As part of the celebration, video interviews will be screened with local Holocaust survivor Rubin Feldstein and members of the Asheville Student Committee on Racial Equality including James Ferguson and Al Whitesides. Poetry will be read by DeWayne Barton, founder and CEO of Hood Huggers International, and remarks will be offered by members of the center’s community partnerships including Everyone’s Environment and the WNC Diversity Engagement Coalition.
“For nearly a quarter century, Deborah Miles has led the Center for Diversity Education in its advocacy for racial understanding, collaboration, and equity,” said UNC Asheville Interim Chancellor Joe Urgo. “Since moving the center to UNC Asheville, Deborah has channeled that advocacy as well towards campus efforts in diversity and inclusion, often challenging us to match our progressive rhetoric with material progress. The center is a national model for university and community cooperation to anticipate the needs of a society undergoing continuous re-evaluation of its past, and re-visioning of an acceptable present and future. Deborah has built strong foundation of opportunity – we are excited to see how her successor will continue the Center’s work.”
One example of the center’s impact has been its role in the growing movement to unearth and present the stories of enslaved Americans through slave deeds and other original documents.
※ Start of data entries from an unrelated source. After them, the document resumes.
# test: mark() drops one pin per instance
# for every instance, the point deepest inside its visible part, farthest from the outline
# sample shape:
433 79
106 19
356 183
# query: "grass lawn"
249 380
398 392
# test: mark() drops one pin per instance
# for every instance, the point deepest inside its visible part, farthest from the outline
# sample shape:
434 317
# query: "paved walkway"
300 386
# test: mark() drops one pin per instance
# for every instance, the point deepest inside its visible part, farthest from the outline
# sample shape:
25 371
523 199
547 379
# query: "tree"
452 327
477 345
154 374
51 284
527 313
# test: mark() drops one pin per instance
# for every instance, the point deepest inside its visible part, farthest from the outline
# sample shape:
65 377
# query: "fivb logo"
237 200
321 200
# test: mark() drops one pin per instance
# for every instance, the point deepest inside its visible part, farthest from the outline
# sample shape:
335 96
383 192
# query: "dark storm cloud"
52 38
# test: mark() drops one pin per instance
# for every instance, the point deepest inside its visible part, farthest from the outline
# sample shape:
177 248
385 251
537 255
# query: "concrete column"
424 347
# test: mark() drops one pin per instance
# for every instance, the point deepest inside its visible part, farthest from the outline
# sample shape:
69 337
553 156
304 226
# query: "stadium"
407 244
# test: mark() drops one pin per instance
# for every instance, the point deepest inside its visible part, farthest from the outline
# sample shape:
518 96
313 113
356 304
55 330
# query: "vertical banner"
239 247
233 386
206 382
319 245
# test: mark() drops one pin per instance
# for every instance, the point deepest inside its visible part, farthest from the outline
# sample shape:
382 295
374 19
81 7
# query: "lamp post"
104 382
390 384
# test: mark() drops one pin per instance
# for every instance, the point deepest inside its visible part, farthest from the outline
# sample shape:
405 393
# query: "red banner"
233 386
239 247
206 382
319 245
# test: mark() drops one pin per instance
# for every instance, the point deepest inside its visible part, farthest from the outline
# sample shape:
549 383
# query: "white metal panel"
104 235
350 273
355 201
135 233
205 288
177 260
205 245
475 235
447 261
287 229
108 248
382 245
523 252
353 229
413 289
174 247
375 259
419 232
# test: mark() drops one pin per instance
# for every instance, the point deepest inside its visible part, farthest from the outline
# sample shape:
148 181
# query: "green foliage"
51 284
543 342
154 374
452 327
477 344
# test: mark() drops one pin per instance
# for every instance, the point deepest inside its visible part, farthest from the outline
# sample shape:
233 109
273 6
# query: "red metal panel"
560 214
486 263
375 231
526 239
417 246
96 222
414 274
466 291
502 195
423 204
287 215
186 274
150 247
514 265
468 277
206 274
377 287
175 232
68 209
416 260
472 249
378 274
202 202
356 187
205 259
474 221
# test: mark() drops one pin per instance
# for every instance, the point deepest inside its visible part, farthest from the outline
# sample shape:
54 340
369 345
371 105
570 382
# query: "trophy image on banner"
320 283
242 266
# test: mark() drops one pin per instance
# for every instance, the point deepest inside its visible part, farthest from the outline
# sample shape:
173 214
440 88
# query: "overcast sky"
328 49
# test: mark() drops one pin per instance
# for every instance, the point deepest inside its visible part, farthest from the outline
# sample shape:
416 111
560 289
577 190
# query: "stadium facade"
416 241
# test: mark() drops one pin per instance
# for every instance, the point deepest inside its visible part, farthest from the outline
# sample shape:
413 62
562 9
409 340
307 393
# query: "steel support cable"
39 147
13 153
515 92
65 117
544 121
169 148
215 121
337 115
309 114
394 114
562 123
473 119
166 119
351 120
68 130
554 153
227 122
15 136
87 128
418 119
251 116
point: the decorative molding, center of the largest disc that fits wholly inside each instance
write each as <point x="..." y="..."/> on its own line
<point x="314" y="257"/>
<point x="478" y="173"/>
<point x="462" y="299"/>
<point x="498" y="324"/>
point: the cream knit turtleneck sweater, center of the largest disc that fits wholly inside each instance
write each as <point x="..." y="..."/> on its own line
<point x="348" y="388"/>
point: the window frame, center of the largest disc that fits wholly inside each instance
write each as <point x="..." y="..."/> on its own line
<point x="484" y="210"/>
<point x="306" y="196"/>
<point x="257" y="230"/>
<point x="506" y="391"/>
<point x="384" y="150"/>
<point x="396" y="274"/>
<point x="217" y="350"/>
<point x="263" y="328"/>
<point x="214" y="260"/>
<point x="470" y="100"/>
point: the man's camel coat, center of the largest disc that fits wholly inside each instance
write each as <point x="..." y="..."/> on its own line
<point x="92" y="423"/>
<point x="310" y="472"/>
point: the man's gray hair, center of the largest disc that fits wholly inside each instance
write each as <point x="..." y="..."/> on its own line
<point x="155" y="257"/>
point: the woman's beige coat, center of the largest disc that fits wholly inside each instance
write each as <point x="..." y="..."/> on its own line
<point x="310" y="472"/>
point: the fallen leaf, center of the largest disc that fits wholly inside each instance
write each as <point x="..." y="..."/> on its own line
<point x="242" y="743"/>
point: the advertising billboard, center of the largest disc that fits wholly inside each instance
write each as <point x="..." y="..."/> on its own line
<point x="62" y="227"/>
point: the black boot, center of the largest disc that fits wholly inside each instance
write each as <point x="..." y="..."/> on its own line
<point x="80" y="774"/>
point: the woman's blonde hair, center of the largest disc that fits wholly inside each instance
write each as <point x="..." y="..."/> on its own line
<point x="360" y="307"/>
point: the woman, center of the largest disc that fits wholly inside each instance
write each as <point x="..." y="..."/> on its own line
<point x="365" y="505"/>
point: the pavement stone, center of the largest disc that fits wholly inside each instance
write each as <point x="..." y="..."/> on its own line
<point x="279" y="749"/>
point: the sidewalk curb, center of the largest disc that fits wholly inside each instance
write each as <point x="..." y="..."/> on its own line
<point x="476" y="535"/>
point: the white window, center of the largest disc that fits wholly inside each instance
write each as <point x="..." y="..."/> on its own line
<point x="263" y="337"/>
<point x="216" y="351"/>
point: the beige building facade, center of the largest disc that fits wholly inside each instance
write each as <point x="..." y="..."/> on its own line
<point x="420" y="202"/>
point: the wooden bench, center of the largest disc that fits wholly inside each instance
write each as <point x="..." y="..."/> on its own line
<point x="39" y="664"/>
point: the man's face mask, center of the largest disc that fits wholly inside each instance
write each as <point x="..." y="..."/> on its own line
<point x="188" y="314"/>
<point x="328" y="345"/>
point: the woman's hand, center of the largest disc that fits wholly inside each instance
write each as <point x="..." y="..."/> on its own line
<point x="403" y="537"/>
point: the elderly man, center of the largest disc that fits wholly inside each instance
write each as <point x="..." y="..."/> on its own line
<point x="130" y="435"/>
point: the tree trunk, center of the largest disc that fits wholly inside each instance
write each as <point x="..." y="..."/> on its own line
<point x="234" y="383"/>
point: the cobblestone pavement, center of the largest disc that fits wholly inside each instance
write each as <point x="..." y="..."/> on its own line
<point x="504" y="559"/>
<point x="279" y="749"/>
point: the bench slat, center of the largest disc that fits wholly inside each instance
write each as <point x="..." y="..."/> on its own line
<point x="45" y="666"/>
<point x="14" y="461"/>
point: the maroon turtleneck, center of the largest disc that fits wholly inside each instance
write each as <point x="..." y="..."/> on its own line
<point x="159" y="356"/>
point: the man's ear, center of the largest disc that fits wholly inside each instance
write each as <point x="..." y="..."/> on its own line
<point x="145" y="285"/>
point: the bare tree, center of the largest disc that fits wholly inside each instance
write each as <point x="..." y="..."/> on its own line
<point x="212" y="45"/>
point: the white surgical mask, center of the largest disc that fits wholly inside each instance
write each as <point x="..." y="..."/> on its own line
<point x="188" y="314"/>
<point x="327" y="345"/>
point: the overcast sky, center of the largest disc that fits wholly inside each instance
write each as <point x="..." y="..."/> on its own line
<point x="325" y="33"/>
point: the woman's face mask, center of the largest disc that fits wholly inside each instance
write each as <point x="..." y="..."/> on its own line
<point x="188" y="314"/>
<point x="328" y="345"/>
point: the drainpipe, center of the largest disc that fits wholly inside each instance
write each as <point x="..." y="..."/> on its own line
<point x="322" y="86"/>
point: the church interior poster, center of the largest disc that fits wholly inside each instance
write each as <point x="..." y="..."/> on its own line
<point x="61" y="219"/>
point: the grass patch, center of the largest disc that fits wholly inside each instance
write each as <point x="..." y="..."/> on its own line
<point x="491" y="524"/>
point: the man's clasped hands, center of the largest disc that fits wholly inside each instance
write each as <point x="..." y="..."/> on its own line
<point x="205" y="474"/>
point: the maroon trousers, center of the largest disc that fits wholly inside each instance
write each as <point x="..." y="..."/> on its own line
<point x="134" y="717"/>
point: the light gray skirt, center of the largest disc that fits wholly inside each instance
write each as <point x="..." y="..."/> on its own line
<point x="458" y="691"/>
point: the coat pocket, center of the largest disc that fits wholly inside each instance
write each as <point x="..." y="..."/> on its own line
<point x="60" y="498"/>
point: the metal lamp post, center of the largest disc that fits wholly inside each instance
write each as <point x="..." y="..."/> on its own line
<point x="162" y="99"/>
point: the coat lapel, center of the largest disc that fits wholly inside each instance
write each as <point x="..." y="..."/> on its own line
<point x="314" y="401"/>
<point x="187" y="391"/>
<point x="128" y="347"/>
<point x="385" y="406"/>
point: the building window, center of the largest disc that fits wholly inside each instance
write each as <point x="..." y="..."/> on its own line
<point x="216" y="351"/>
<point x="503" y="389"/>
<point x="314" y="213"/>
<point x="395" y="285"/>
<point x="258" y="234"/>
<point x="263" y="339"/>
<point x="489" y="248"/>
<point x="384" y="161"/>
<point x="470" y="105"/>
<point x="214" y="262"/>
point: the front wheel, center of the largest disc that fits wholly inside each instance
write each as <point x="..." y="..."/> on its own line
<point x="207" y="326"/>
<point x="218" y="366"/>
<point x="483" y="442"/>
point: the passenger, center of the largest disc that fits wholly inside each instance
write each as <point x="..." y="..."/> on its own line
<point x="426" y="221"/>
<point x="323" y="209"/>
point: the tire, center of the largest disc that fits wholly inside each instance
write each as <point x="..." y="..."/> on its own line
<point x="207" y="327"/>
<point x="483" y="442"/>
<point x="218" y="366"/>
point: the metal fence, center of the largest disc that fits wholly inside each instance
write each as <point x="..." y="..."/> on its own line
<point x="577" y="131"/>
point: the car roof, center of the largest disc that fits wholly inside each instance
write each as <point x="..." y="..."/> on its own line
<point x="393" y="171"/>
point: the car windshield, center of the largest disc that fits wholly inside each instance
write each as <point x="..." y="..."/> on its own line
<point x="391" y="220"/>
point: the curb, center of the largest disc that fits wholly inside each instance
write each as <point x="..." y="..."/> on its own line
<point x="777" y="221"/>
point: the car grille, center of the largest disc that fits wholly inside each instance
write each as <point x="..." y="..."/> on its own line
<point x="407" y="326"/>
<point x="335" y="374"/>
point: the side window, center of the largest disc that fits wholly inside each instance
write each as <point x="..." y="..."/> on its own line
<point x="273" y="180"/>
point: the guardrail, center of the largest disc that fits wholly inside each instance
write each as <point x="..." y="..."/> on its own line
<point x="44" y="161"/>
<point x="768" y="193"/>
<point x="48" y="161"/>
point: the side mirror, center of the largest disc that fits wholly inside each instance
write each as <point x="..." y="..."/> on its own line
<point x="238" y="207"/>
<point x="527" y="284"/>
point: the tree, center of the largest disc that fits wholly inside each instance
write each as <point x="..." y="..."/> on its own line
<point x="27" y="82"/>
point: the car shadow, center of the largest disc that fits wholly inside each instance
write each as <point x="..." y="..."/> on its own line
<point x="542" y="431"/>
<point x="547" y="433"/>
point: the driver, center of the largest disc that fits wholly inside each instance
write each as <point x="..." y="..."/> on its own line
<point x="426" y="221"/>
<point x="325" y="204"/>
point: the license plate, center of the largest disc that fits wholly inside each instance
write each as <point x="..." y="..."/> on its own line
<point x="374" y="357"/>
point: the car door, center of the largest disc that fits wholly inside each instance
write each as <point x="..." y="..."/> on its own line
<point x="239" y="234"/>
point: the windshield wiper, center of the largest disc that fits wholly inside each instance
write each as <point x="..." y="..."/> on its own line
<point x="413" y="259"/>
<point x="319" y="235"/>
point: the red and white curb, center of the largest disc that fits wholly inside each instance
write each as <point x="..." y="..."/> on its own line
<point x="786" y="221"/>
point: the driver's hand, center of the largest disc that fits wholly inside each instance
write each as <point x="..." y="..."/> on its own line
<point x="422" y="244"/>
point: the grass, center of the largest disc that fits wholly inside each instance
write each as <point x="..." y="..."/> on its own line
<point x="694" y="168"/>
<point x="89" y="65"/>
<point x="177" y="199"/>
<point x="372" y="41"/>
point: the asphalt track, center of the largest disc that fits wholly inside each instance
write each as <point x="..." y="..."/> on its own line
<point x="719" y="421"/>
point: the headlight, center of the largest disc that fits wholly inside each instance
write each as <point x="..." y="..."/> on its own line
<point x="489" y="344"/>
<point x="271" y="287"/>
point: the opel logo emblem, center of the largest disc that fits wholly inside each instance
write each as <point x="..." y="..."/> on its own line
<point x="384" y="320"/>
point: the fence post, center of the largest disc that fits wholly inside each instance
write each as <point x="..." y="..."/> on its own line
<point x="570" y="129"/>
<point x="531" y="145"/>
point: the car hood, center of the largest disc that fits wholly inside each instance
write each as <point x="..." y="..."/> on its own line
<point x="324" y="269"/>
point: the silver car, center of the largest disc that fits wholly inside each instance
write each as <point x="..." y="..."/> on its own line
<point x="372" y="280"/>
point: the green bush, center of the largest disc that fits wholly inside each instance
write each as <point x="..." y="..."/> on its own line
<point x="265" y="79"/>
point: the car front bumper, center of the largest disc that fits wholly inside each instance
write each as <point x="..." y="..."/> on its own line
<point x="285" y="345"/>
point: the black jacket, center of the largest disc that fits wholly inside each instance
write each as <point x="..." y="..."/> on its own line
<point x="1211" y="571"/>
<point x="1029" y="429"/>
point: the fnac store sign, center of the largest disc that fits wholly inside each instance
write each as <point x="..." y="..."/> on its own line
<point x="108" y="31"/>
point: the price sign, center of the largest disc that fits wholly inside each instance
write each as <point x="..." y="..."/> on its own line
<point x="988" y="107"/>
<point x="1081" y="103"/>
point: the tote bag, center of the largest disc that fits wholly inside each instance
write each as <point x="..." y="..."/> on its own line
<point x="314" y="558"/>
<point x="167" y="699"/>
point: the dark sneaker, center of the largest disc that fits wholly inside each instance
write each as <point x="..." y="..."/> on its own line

In preparing an exhibition on stories of African-Americans in Buncombe County, 1850-1900, Miles learned about existing records, and in the summer of 2000, after securing a grant for this purpose, she was able to hire 20 high school students from A.C. Reynolds, T.C. Roberson and Asheville High to search antebellum ledger books and find records of the people being sold along with corn and cattle.
Many years later, Miles approached Drew Reisinger, then newly elected as Buncombe County’s Register of Deeds, to seek one of the ledger books for another exhibition. Miles’ discussions with Reisinger prompted his decision to digitize all the available slave deeds and create an online exhibition. “UNC Asheville is doing a great job of making (the information) more available,” Reisinger told the Asheville Citizen-Times. “And a new generation of students are learning about first-source documents and the raw details of what slavery looked like in Buncombe County.”
“During my time here at UNC Asheville, I have been proud to collaborate with Deborah Miles and the Center for Diversity Education in its work to ensure that the voices of those historically marginalized in our society are brought to the foreground of our collective local, state, and national narratives,” said UNC Asheville Professor of History Darin Waters, who also serves as special assistant to the chancellor for community outreach. “This work has not only broadened our perspectives, it has changed them as well. As our community, state and nation becomes more diverse, the value of the work that Deborah and her many community partners have done through the center, will only become more palpable. As a member of the university community, I am proud to have been a part of the center’s work and look forward to ensuring that that work continues into the future.”